How to tokenize a collection of text file?

Collapse
X
 
  • Time
  • Show
Clear All
new posts
  • 29294
    New Member
    • Aug 2013
    • 8

    How to tokenize a collection of text file?

    I am working on Information Retrieval field.For this project I need to Tokenize a collection of documents such as text files. I have done how to tokenize a string and one text file.but in the text file i am able to tokenize on the whitespace only,not able to work on hyphen or comma etc.So,I need the java code which will actually tokenize the character while getting , or - or ' etc for a collection of text files. pls help pls....
  • chaarmann
    Recognized Expert Contributor
    • Nov 2007
    • 785

    #2
    Just simply replace the whitespace " " in the code with a comma "," etc. to tokenize on other characters.
    But most likely you want all of the mentioned characters together to be a token separator. Then tokenize by using regular Expression:
    Code:
    String tokens[] = textString.split("[\\s\\-,']+".
    If you still have problems, then please show the code you have done so far here, so that we can improve and change it.

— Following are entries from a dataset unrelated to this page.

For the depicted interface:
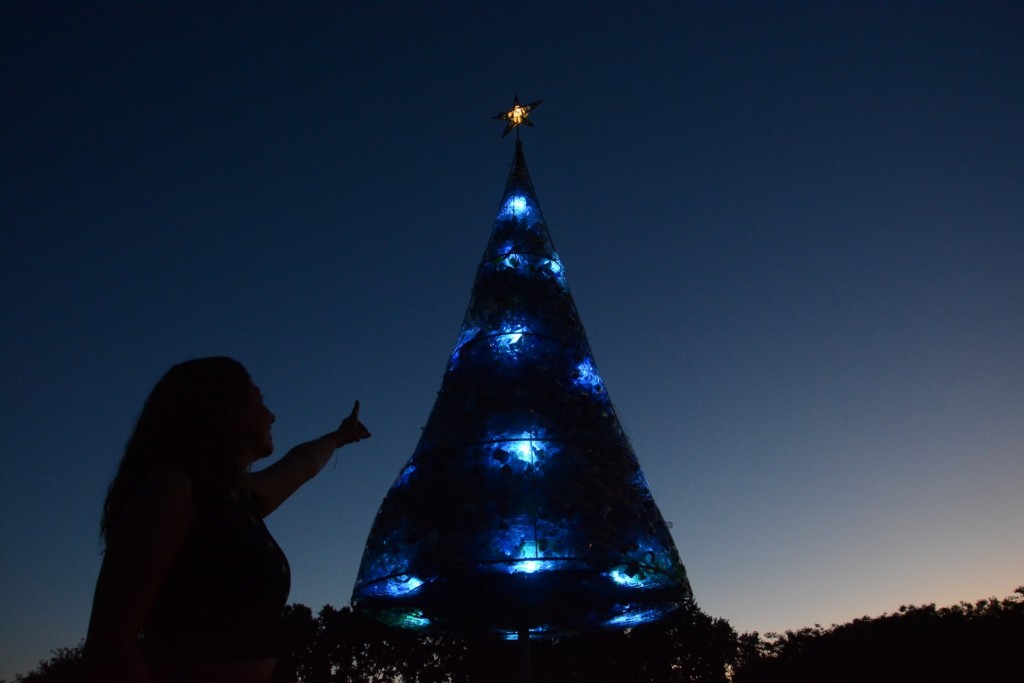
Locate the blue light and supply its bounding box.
[384,574,423,597]
[608,566,647,588]
[605,605,675,627]
[506,432,534,465]
[572,358,604,391]
[501,195,529,218]
[395,465,416,486]
[490,323,529,359]
[384,609,430,629]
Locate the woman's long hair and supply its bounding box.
[99,356,252,540]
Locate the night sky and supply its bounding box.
[0,1,1024,678]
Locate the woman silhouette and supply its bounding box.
[85,357,370,683]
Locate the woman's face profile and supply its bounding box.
[243,382,274,462]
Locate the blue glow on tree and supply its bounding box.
[352,142,691,637]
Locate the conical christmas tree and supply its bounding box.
[352,136,691,637]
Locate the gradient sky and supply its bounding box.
[0,1,1024,678]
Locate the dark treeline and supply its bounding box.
[9,587,1024,683]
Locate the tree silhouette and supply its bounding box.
[12,587,1024,683]
[734,587,1024,683]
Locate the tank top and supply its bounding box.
[142,496,291,664]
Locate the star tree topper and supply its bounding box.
[495,95,544,140]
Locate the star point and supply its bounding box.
[495,95,544,139]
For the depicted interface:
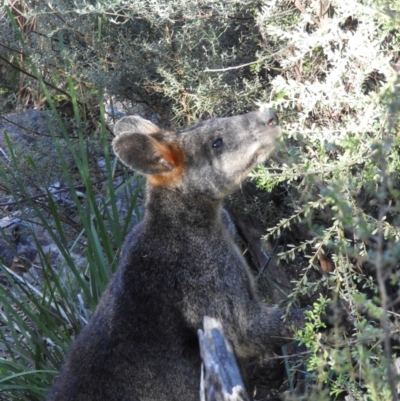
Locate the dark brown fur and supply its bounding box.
[47,110,310,401]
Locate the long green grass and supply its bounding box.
[0,7,143,401]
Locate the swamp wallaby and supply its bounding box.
[48,109,310,401]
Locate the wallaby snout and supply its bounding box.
[113,107,281,199]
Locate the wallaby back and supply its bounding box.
[48,109,310,401]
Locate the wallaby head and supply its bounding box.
[113,108,281,199]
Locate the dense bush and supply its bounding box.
[0,0,400,400]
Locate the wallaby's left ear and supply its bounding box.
[112,132,180,174]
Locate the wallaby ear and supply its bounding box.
[112,116,180,174]
[112,132,175,174]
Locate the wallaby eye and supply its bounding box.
[213,138,223,149]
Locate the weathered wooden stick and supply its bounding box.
[197,316,250,401]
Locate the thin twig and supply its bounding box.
[204,47,287,72]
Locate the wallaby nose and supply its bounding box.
[266,109,279,127]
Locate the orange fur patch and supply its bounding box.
[148,142,184,187]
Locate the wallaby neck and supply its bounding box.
[145,185,222,228]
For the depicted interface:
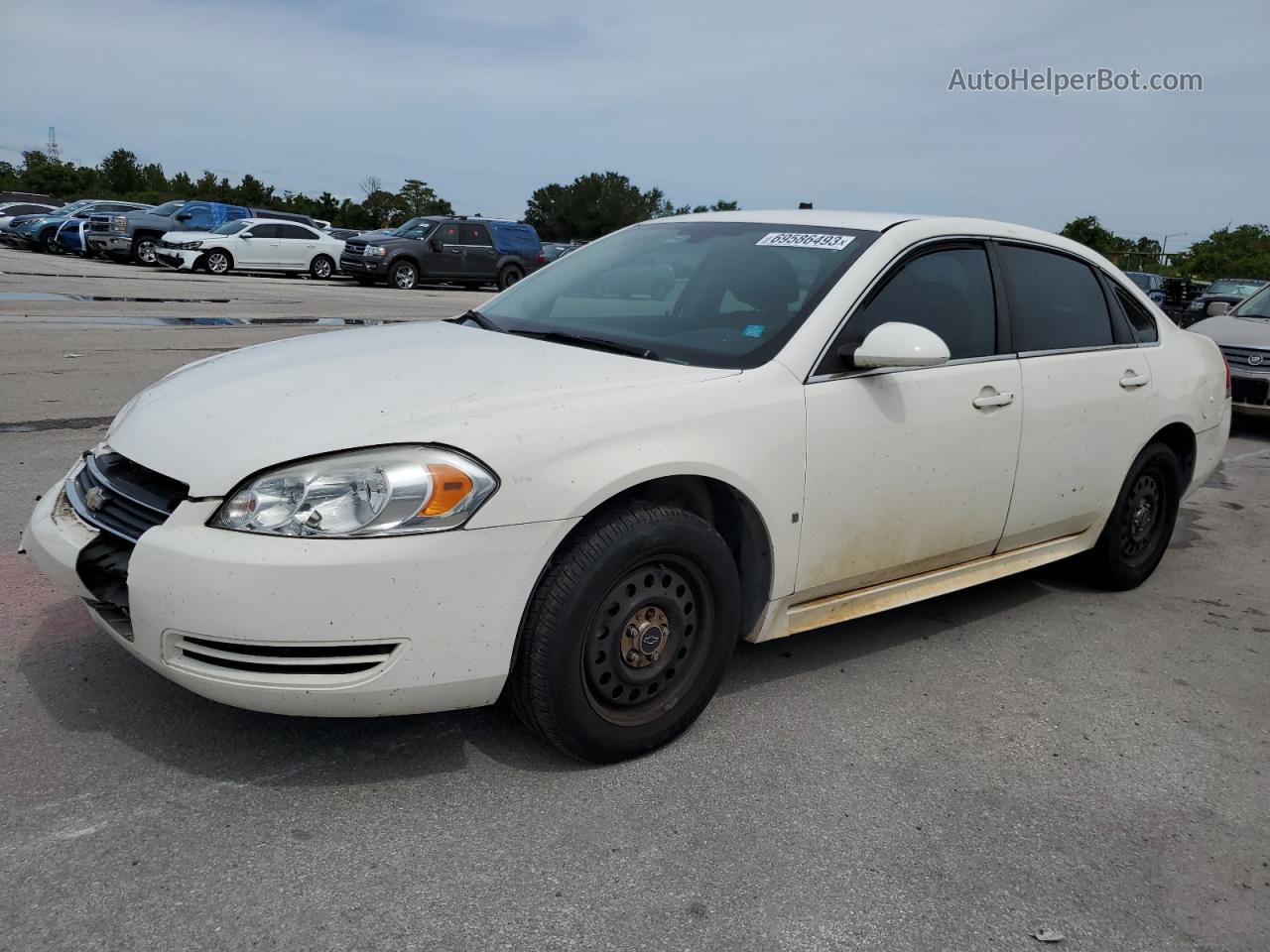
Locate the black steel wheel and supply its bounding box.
[309,255,335,281]
[581,554,716,725]
[498,264,525,291]
[507,502,740,761]
[1084,443,1187,590]
[203,248,234,274]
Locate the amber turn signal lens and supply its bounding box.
[419,463,472,516]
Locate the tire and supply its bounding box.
[132,235,159,264]
[1083,443,1185,591]
[309,255,335,281]
[508,502,740,762]
[389,262,419,291]
[498,264,525,291]
[203,248,234,277]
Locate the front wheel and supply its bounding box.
[389,262,419,291]
[309,255,335,281]
[508,502,740,761]
[203,249,234,274]
[1084,443,1185,591]
[132,236,159,264]
[498,264,525,291]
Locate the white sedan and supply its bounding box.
[155,218,344,278]
[26,210,1230,761]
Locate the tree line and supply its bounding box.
[0,149,739,241]
[1060,214,1270,281]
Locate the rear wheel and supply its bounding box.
[498,264,525,291]
[508,503,740,761]
[309,255,335,281]
[132,235,159,264]
[203,248,234,274]
[389,262,419,291]
[1084,443,1184,590]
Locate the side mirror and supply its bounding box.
[838,321,950,369]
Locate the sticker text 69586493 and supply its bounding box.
[754,231,853,251]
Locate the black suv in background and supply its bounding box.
[339,214,544,291]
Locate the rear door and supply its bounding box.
[278,225,318,271]
[234,222,282,271]
[458,222,498,281]
[997,244,1155,551]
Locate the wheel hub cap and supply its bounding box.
[621,607,671,667]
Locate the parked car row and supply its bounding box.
[0,199,551,291]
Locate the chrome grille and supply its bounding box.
[66,453,190,542]
[1221,346,1270,373]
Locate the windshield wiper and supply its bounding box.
[507,330,662,361]
[445,307,507,334]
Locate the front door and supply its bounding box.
[278,225,318,272]
[798,242,1022,597]
[423,221,464,280]
[459,222,498,281]
[998,244,1155,551]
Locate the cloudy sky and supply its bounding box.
[0,0,1270,248]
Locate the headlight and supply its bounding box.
[208,445,498,538]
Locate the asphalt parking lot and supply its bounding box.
[0,250,1270,952]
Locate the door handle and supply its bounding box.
[970,390,1015,410]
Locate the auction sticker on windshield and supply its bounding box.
[754,231,853,251]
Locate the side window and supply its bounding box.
[1001,245,1114,353]
[834,248,997,361]
[459,225,494,245]
[181,202,216,231]
[1108,280,1160,344]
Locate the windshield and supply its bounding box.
[40,198,91,218]
[1232,287,1270,320]
[389,218,437,237]
[1204,280,1265,298]
[150,202,186,218]
[481,221,877,368]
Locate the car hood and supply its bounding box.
[107,321,738,496]
[1188,313,1270,348]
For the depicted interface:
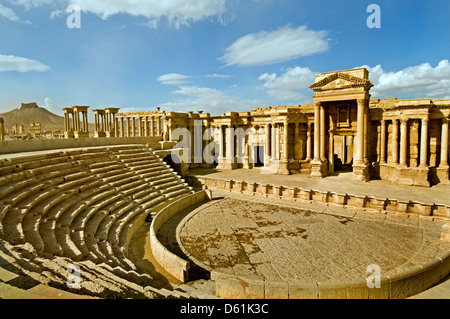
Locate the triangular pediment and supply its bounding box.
[310,72,373,91]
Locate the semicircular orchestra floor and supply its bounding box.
[177,195,448,283]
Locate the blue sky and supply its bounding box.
[0,0,450,115]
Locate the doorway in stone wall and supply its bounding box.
[254,146,264,167]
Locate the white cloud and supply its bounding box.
[0,54,50,72]
[67,0,225,28]
[8,0,56,10]
[363,60,450,99]
[258,66,315,103]
[220,26,328,66]
[205,73,233,79]
[8,0,226,28]
[258,66,316,90]
[0,3,20,21]
[161,86,261,114]
[157,73,190,85]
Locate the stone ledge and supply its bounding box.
[197,176,450,221]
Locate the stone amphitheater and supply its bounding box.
[0,144,450,299]
[0,145,218,299]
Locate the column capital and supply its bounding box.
[356,99,369,106]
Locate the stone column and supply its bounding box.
[144,116,149,136]
[94,110,100,134]
[283,121,289,161]
[277,120,290,175]
[306,122,312,161]
[314,103,320,161]
[150,116,155,136]
[436,118,450,184]
[131,117,136,137]
[219,125,225,163]
[127,117,131,137]
[0,118,5,141]
[419,118,430,167]
[294,123,300,160]
[320,104,326,162]
[353,99,370,181]
[270,124,280,165]
[439,118,449,168]
[355,100,366,164]
[156,115,162,136]
[113,116,119,137]
[380,120,386,164]
[120,117,125,137]
[264,124,272,165]
[400,118,408,166]
[328,132,334,174]
[63,108,74,138]
[392,119,398,164]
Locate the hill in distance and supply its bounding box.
[0,102,64,132]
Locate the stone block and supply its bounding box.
[317,281,347,299]
[264,281,289,299]
[297,189,312,200]
[214,273,264,299]
[389,266,427,299]
[289,282,318,299]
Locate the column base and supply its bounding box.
[242,156,253,169]
[352,162,370,182]
[380,164,430,187]
[94,132,106,138]
[311,160,328,178]
[277,161,290,175]
[436,165,450,184]
[73,132,89,138]
[217,158,239,169]
[64,132,74,138]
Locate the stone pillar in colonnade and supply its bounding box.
[72,105,89,138]
[63,107,75,138]
[353,99,370,181]
[0,118,5,141]
[437,117,450,184]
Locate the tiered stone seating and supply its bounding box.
[0,145,197,297]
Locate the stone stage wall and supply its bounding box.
[0,136,162,154]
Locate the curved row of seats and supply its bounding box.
[0,145,197,297]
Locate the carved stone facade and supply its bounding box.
[64,68,450,186]
[156,68,450,186]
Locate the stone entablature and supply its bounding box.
[60,68,450,186]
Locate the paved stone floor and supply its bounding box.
[174,191,446,283]
[190,168,450,205]
[183,169,450,299]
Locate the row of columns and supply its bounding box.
[218,121,314,171]
[63,106,89,138]
[117,115,163,137]
[93,108,119,137]
[0,118,5,141]
[380,118,449,167]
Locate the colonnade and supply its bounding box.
[379,117,449,168]
[116,114,163,137]
[63,105,89,138]
[93,108,119,137]
[0,118,5,141]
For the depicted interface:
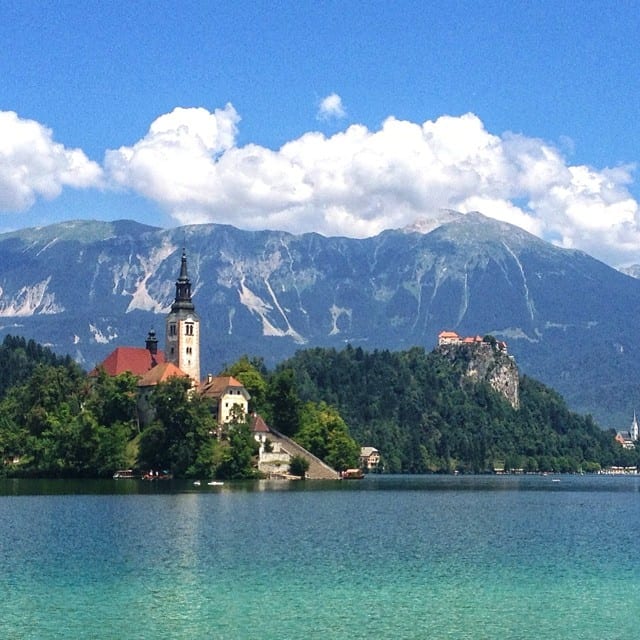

    One tip: to get more and faster answers in general do NOT write "pls help pls". For me it makes the impression that you are in a hurry (abbreviation) and will not value any answer. It's clear that we are here to help you, but I feel pressure if you mention this self-speaking fact and emphasize it with two pleas. You are just lucky that I am in a very good mood right now, else I would not have answered you because of this sentence.

    Comment

    • 29294
      New Member
      • Aug 2013
      • 8

      #3
      thank you very much...I am able to tokenize the text file on getting white space and any other punctuation.Now I want to tokenize a collection of text files not only a single text file.
      I am attaching my code here.one error has occured and i am unable to find why actualy it is occuring.
      Attached Files

      Comment

      • chaarmann
        Recognized Expert Contributor
        • Nov 2007
        • 785

        #4
        Ok, here is the code from the file. I put it here directly using code tags instead of a text file, because then it's easier for others to read (and understand and providing help based on the line number). For the same reason, I cleaned up by removing commented-out code and then indented it properly.
        Cleaned-up original code:
        Code:
        package stemmer; 
        import java.util.*;  // Provides TreeMap, Iterator, Scanner  
        import java.io.*;    // Provides FileReader, FileNotFoundException  
        
        public class NewEmpty  
        {  
           public static void main(String[ ] args)  
           {  
        		Scanner br;  
        		   
        		//**READ THE DOCUMENTS**  
        		for (int x=0; x<Docs.length; x++)  
        		{  
        			br = new Scanner(new FileReader(Docs[x]));  				 
        		}
        		
        		try
        		{
        			String strLine= " ";
        			String filedata="";
        			while ( (strLine =br.readLine()) != null)
        			{
        				filedata+=strLine+" ";
        			}
        			StringTokenizer stk=new StringTokenizer(filedata," .,-'");
        			while(stk.hasMoreTokens())
        			{
        			   String token=stk.nextToken();
        			   System.out.println(token);
        			}
        			br.close();
        		}  
        		catch (Exception e)
        		{
        			System.err.println("Error: " + e.getMessage());
        		}
        
        		// Array of documents  
        		String Docs [] = {"words.txt", "words2.txt","words3.txt", "words4.txt",};  
        	} 
        }

        Comment

        • chaarmann
          Recognized Expert Contributor
          • Nov 2007
          • 785

          #5
          First, I wonder how it compiled at all. In line 39, you defined the string-array of docs that you want to loop through in line 12. So it must be defined BEFORE line 12

          Second, you open a text file for reading in your for-loop and assigning it to "br", but instead of parsing its content, you close the for-loop which will assign the next text file and so on, until you assign the last text file and then you parse only this last one. To fix the code, you must do all the parsing (line 17 to 36) inside the for-loop, not outside.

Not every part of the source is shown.